Dance in bloom

    0
    126

    How do performing artists stay in business, years on end? “Cold-hearted Darwining” says Robby Barnett, former company member and now co-artistic director of Pilobolus.

    “If the public is not amused by your plumage, you don’t last long. Somebody eats you.”

    Pilobolus, the world-renowned modern dance company, returns to Pepperdine Jan. 15, having performed there in January 1996.

    Barnett, speaking by telephone from his home in “rural” Connecticut, says, “One of the nice things about a regular return is that people know what you do. We don’t feel like we have to be geniuses every time. We can say, ‘This is what we’re thinking about this year.'”

    Named after a fungus that reacts to light, the company began when four undergraduate Dartmouth men needed a gym class to graduate.

    “We were not trained in the tradition of dance,” Barnett says in one of the great understatements. “We picked up bits of movement. The vocabulary we evolved was what amused us.” It has also amused, intrigued and taught the company’s audiences for the past 28 years.

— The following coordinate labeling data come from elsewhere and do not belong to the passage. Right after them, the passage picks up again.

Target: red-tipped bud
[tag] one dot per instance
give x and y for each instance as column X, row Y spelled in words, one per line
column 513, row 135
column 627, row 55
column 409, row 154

    How do they know when a piece is “working” for their audiences? “Rarely do we get insight from dance critics, I’m sorry to say,” he says. The choreographers do discern certain things from audience responses – “Not the tumultuous applause, but from the attention.”

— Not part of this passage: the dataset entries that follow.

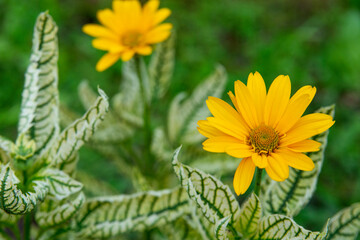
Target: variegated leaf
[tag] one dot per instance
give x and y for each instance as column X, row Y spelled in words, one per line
column 39, row 108
column 12, row 199
column 109, row 216
column 214, row 198
column 345, row 225
column 50, row 215
column 221, row 231
column 183, row 116
column 60, row 184
column 5, row 149
column 160, row 145
column 282, row 227
column 290, row 196
column 63, row 153
column 161, row 66
column 8, row 218
column 250, row 215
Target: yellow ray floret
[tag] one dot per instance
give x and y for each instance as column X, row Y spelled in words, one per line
column 265, row 129
column 128, row 29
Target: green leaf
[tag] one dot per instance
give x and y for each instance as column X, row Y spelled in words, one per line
column 183, row 116
column 290, row 196
column 161, row 66
column 50, row 215
column 214, row 198
column 12, row 199
column 40, row 100
column 282, row 227
column 60, row 184
column 221, row 231
column 64, row 152
column 345, row 225
column 109, row 216
column 250, row 216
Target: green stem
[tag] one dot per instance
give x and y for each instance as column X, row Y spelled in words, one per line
column 146, row 115
column 258, row 181
column 27, row 226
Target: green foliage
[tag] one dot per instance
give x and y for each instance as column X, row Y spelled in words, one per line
column 104, row 217
column 290, row 196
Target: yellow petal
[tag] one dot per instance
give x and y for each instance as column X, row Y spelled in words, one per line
column 107, row 44
column 222, row 110
column 106, row 61
column 246, row 104
column 257, row 89
column 127, row 55
column 306, row 127
column 239, row 150
column 279, row 169
column 159, row 34
column 143, row 50
column 305, row 146
column 208, row 130
column 219, row 143
column 293, row 112
column 161, row 15
column 277, row 100
column 297, row 160
column 259, row 160
column 96, row 30
column 243, row 176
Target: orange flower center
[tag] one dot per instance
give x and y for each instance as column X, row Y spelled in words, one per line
column 132, row 39
column 264, row 139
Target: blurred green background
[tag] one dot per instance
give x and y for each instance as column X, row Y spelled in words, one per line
column 315, row 42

    To help keep itself alive in the tenuous world of professional dance companies, the company established an educational arm, the Pilobolus Institute, about 10 years ago.

    Through the institute, the troupe teaches six-day choreographic intensives around the country, at prestigious university dance programs, at elementary schools and to IBM scientists. A duet company, Pilobolus II, in part provides interactive concerts for children.

    The focus, says Barnett, is to stimulate interest in making dances, not just performing them.

    The four co-artistic directors of Pilobolus share in business operations and in choreography. Barnett says they evolved a method that lets them work “unified” and without losing the eccentricities for which the company is known.

    The company creates three new pieces every year. “One of the nice things about having a big group of choreographers is that we have consistent productivity,” says Barnett.

    The Pepperdine program is scheduled to include five works, each new to Los Angeles.

    “Apoplexy” opens the program, with score for guitar by Paul Sullivan, longtime collaborator with the company. Asked to describe the dance, Barnett says, “New works are new, and it’s a little hard to understand them. We are understanding them as we are doing them. They’re a form of self-analysis. Each piece is a record of the time in which it was made.”

    A solo by co-artistic director Allison Chase follows, to music by David Mills.

    “Gnomen” is a men’s quartet, also to Sullivan’s music. “We began as a men’s quartet,” Barnett says. “Maybe it’s a way of stepping back and looking at what we were.”

    “Orangotango” says Barnett, is “a fun piece,” to music by Piazzolla.

    “The Hand that Mocked, The Heart that Fed” grew out of the Doris Duke Millennium Awards for modern dance and jazz music collaborations. The composer is Maria Schneider, who writes for and conducts a 17-piece jazz orchestra. “As all our work eventually is,” says Barnett, “this is a look at collaboration, how groups of people interact with each other. The dancers are making changes all the time, and we are adapting them as we see new things.

    “After all,” he says, “if you know what you wanted to say, why even bother? It’s the discovery. It’s the investigation.”